Re: [ZODB] Sqlite checkpoint issue

144 views
Skip to first unread message

Jason Madden

unread,
Jun 30, 2020, 4:15:50 PM6/30/20
to Venugopal Thotakura, zodb
As luck would have it, I've been looking into this very issue over the past few days and can offer some insight.

> On Jun 30, 2020, at 02:13, Venugopal Thotakura <tvg...@gmail.com> wrote:
>
> Hi,
>
> We are using sqlite storage engine, we are facing issues with checkpointing (WAL size going into GB.. It looks like by default checkpointing is disabled, so we enabled auto checkpointing..

Auto-checkpoints should be enabled by default, unless your copy of sqlite was compiled in a strange way. RelStorage does not disable auto-checkpoints, but it will log what the default value is when a connection is opened (it's usually 1000):

DEBUG:relstorage.adapters.sqlite.drivers:Connection: <Connection at 0x113348c30 to '...' in_transaction=False>.
Using sqlite3 version: 3.32.3.
Default connection settings: {... 'wal_autocheckpoint': 1000,...}
Changing connection settings: {'synchronous': 2, 'cache_spill': 483, 'foreign_keys': 0}.
Desired connection settings: {'synchronous': 1, 'cache_spill': 0, 'foreign_keys': 1}.
Unapplied connection settings: {}.


> <pragmas>
> wal_autocheckpoint 100
> wal_checkpoint FULL
> </pragmas>

(The `wal_checkpoint` pragma is a one-time operation, not a persistent setting that applies to auto-checkpoints. The pragmas are executed when a connection is opened, so that last line will cause each new connection to run a checkpoint. The function-call syntax needed to actually pass `FULL`, e.g., `PRAGMA wal_checkpoint(FULL)`, is not supported for the pragmas executed at connection open, though, so the default value of `PASSIVE` gets used instead. That's probably lucky, because a FULL checkpoint is a blocking operation and might never successfully complete...)

>
> Now, It looks like its trying to do checkpointing, however due to the connections arleady open, it couldn't do that..
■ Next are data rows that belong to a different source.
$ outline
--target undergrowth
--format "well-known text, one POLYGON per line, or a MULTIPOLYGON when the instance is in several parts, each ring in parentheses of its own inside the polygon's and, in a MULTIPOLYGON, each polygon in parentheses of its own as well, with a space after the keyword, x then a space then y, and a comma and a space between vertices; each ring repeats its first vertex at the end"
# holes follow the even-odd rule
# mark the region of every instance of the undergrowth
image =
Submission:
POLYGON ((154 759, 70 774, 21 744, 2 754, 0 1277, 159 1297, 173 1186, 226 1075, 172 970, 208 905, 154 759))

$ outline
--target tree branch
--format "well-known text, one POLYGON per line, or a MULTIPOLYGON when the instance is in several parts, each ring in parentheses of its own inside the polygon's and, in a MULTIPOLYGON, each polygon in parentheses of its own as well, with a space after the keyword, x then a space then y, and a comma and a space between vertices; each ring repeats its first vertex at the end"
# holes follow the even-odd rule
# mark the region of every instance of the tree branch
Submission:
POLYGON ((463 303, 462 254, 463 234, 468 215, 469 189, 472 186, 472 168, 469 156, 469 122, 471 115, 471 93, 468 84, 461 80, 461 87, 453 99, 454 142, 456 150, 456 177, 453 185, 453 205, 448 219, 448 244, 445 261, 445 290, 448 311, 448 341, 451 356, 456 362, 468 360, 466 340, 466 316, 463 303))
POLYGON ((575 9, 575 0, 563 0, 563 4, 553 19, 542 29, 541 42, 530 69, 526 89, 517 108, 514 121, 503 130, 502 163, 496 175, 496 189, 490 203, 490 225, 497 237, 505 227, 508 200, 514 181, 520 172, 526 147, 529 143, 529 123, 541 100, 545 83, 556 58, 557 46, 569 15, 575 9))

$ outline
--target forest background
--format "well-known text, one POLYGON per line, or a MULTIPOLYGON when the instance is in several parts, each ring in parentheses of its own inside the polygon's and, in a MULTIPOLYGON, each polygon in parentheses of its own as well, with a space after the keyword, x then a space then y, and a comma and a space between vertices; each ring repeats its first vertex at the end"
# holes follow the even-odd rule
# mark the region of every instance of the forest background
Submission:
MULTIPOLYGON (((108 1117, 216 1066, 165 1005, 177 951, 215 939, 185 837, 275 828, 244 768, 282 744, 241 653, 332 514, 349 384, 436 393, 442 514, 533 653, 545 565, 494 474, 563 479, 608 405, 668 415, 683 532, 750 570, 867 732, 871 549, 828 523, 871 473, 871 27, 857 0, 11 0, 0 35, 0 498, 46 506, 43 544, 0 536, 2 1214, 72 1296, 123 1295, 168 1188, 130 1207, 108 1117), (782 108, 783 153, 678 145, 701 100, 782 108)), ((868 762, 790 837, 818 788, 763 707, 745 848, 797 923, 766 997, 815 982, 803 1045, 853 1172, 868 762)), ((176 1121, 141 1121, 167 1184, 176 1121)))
Auto-checkpoints are always PASSIVE checkpoints (and never block). PASSIVE checkpoints will mark the space in the WAL file that's available for re-use, but if there are open *transactions* viewing the database as-of some time in the past, that part of the WAL won't be available for re-use. Depending on the workload, those transactions could be using data at the end of the WAL, in which case new uses of the WAL will have to grow the file.

The problem is open transactions, not necessarily open connections.

How do you know if there's an open transaction, and what can you do about controlling them?

> So to give overview of our architecture..
>
> We connect to db from multiple processes
> - 2 read process (async read with our async connection pool to limit the connections)
> - 1 write process (async write)
>
>
> Here is our async pool.. we prefork the connections (we are seeing sometimes db.open is taking longer time to create connections, so we are doing prefork) and use them.


First and most importantly, always use the transaction manager in its explicit mode. There are a number of benefits to that, but most relevant here is that when the transaction manager is in explicit mode, ZODB alters the way it uses RelStorage, and RelStorage is able to manage the underlying database transaction in a much better way.

Second, to be able to use explicit mode (as well as one of the mitigations discussed below), I suspect you may need to drop the idea of "pre-forking" connections. Let the ZODB DB and its connection pool manage that. (If you're find it sometimes slow to open connections, you may need to adjust the size of the ZODB connection pool.) Begin a transaction, open a connection, do the work, then commit/rollback the transaction, and finally close the connection. By carefully bounding the transaction and connection lifecycle this way, together with using an explicit transaction manager, you can be sure about the lifetime of the underlying database transaction as well.

Lastly (and this is not a problem on your side, it's an issue I need to address in RelStorage) having exactly one concurrent writer actually exacerbates the situation a little bit. That's because of the way connections are internally handled in RelStorage. Basically, one connection can get in its own way (again, depending on the workload) and when a commit triggers an auto-checkpoint, it may not be able to clean up all the WAL pages. But if another connection commits shortly after that and triggers an auto-checkpoint, then it may be able to make more progress. If there's only ever one writer, though, it's likely to keep tripping over its own feet. (This can still happen with multiple writers but I think it's more rare.)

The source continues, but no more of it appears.